Malik Ishaq’s release in Rawalpindi –the seat of deep events- is a deep event and an event predictably suppressed in the media. However, that Malik Ishaq has been freed does not come as a surprise. The soft corner that some of the stalwarts of the PMLN government have for the terrorists and sectarian killers is well known to all. The fusion of the PMLN with Saudi governing interests is as much political as economic. When the interior minister of the country and the law minister of the largest province openly sympathise with the terrorists then let’s not harbour any hopes for firm prosecution, let alone justice. Unfortunately, this only encourages further violence and is reminiscent of so many past trials where justice was never served to the perpetrators responsible for sectarian violence. So, we are describing a phenomenon that occurred not just once, but consistently, almost predictably. There is a long list of SSP/AWSJ/LeJ killers who were apprehended by the police but set free by the state and then continued their activities, including spewing hatred against the minorities and killing Shias, Barelvis, and Ahmedis.

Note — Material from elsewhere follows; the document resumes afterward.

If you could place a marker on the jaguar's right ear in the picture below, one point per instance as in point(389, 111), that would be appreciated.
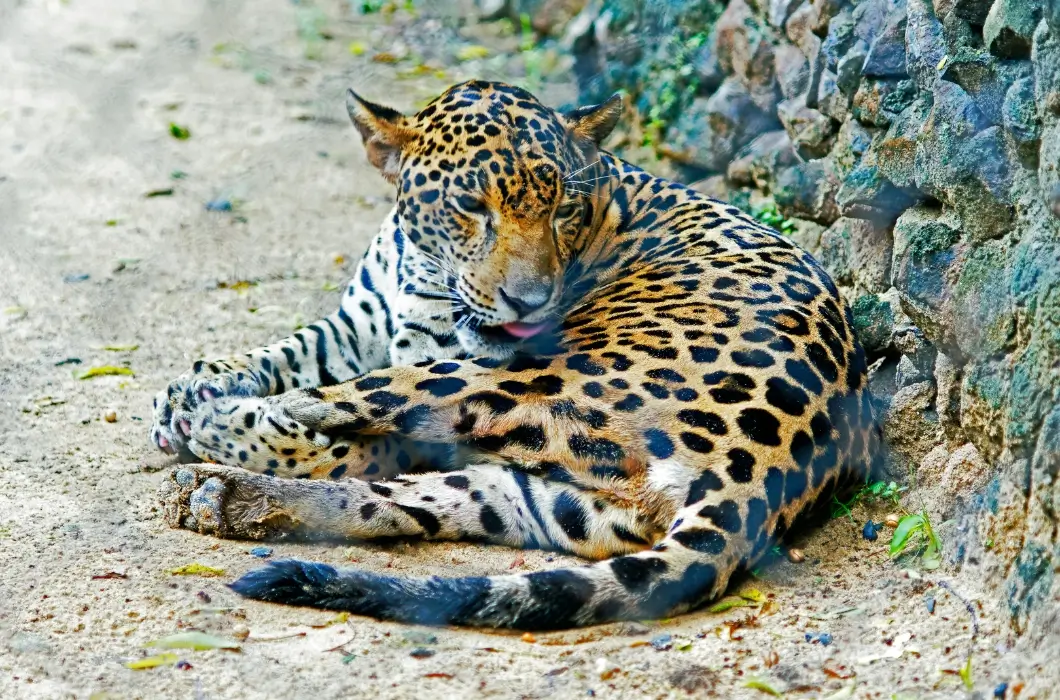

The Pakistani government’s negligence has created a climate of impunity that encourages further assaults. The government knows well that accountability could serve as a deterrent, and would demonstrate that the government is interested in addressing the issue through application of the rule of law and not just reconciliation sessions with the perpetrators of violence. But this whole episode illustrates what has become all too common in recent Pakistani history, the way in which secret Jihadist policies can take priority over the public interest, even to the point of leading to indiscriminate mass murders or targeted killing of minorities.
Past three decades of our history have witnessed an on-going cover-up of a jihadist and terrorist infrastructure.
These decades of protection for terrorists and jihadists demonstrate the power and importance of this extra dimension to the Pakistan deep state: the dark forces in our country responsible for breeding jihadists and protecting terrorists, with the collusion of the successive democratic governments institutionalized since 1988 and then –after a hiatus- after 2008. This deeper dimension of the deep state, behind its institutional manifestation in our elected governments is a far greater threat than the terrorism that pours forth from Waziristan. Although it is unsafe to define these dark forces, every Pakistani knows that they are related to the black hole at the heart of the complex Military-Jihadist connection, a complex that involves the likes of Taliban, SSP, and JuD and Pakistan’s constant sponsoring of militants in Afghanistan. It is time to consider the extent to which Pakistan’s state has developed a symbiotic relationship with the forces it is supposed to be fighting.
Whether or not that happens, for now Malik Ishaq is free to kill more Shias. If the State of Pakistan had known to detain this man hundreds of lives might have been saved.